Salidroside protects dopaminergic neurons by regulating the mitochondrial MEF2D-ND6 pathway in the MPTP/MPP+-induced model of Parkinson's disease

Mitochondrial complex I damage and oxidative stress play critical roles in the degeneration of dopaminergic (DA) neurons during the progression of Parkinson's disease (PD). Our previous study showed that NADH dehydrogenase 6 (ND6), exclusively regulated by mitochondrial myocyte enhancer factor 2D (MEF2D), was critical for mitochondrial complex I assembly. Recently, we found that Salidroside (Sal), isolated from Rhodiola rosea L., protected DA neurons by regulating oxidative stress-related mitochondrial pathways. Here, we investigated whether the mitochondrial MEF2D-ND6 pathway was involved in the neuroprotective effects of Sal. Our results showed that in 1-methyl-4-phenylpyridinium (MPP+)-injured SN4741 cells, Sal pretreatment improved cellular viability, inhibited apoptosis, and restored both the mitochondrial membrane potential and complex I activity. Similarly, the protective effects of Sal on mitochondrial complex I activity, DA neurons, and behavior were also confirmed in 1-methyl-4-phenyl-1, 2, 3, 6-tetrahydropyridine (MPTP)-lesioned mice. Besides, Sal pretreatment restored the expression of mitochondrial MEF2D and ND6 in MPP+-injured SN4741 cells and MPTP-lesioned mice.

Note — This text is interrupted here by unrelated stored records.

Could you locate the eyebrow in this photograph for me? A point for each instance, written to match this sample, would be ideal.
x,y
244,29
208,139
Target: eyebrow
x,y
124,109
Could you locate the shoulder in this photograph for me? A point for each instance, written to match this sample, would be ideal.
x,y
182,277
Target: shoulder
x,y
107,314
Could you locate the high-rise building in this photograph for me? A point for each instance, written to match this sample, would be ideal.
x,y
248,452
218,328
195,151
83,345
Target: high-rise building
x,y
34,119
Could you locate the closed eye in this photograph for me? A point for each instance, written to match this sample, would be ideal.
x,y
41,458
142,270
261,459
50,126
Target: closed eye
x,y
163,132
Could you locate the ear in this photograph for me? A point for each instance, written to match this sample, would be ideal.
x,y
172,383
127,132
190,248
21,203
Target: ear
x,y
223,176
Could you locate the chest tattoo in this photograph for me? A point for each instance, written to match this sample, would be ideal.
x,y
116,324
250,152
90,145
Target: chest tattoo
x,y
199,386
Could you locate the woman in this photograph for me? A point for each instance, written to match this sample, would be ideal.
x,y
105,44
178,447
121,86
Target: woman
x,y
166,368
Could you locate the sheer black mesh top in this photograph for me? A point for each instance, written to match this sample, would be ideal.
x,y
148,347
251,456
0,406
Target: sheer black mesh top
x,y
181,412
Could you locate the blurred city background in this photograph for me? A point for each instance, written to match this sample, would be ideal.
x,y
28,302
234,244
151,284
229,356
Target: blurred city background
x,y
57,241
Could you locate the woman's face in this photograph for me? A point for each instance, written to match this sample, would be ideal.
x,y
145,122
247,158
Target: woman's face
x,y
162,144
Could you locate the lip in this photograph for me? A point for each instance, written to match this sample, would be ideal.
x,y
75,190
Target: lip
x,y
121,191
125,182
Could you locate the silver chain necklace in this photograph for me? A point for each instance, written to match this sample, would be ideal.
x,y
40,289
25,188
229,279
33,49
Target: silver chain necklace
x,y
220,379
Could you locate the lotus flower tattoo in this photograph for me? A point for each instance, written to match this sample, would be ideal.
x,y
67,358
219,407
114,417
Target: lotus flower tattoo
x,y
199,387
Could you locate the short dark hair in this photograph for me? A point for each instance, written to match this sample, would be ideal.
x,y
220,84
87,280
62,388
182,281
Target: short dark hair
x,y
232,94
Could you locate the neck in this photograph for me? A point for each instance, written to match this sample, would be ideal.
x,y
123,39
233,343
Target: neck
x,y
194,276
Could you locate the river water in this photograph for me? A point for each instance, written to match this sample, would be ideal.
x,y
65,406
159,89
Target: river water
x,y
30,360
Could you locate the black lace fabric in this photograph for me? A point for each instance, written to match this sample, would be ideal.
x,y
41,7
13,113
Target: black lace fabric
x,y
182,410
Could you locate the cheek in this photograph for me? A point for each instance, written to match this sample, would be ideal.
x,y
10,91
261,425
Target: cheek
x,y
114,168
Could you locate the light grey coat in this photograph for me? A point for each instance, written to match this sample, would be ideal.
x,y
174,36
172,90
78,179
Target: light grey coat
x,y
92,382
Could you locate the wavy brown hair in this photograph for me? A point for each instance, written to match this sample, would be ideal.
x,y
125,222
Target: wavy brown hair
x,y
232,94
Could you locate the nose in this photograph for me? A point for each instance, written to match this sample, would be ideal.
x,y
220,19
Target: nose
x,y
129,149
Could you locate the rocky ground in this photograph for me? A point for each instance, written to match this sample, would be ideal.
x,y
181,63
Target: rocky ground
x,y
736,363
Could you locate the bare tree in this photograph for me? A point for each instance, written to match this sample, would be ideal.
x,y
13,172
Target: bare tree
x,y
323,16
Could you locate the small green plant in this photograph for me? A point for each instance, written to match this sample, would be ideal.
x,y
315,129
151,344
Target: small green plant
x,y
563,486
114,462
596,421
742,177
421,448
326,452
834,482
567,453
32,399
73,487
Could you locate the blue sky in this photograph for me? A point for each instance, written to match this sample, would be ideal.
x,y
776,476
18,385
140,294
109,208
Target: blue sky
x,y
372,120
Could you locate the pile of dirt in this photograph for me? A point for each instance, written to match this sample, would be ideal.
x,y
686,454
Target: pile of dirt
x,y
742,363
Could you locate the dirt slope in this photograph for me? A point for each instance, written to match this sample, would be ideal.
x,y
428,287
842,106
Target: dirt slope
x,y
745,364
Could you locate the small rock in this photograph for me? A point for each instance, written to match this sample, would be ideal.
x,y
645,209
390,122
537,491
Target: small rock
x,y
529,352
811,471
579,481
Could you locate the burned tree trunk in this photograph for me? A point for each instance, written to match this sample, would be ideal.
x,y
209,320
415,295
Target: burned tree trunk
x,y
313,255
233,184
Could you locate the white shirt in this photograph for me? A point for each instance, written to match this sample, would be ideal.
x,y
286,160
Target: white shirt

Finally and interestingly, the protective effects of Sal were not observed in cells transfected with Mt2Ddn, a specific blocker of mitochondrial MEF2D function, suggesting that Sal protects DA neurons primarily by regulating the mitochondrial MEF2D-ND6 pathway. Our study sheds light upon the protective role of Sal through targeting the mitochondrial MEF2D-ND6 pathway in regulations of mitochondrial function and DA neuronal viability, providing novel mechanistic insights into the neuroprotective effects of Sal against PD.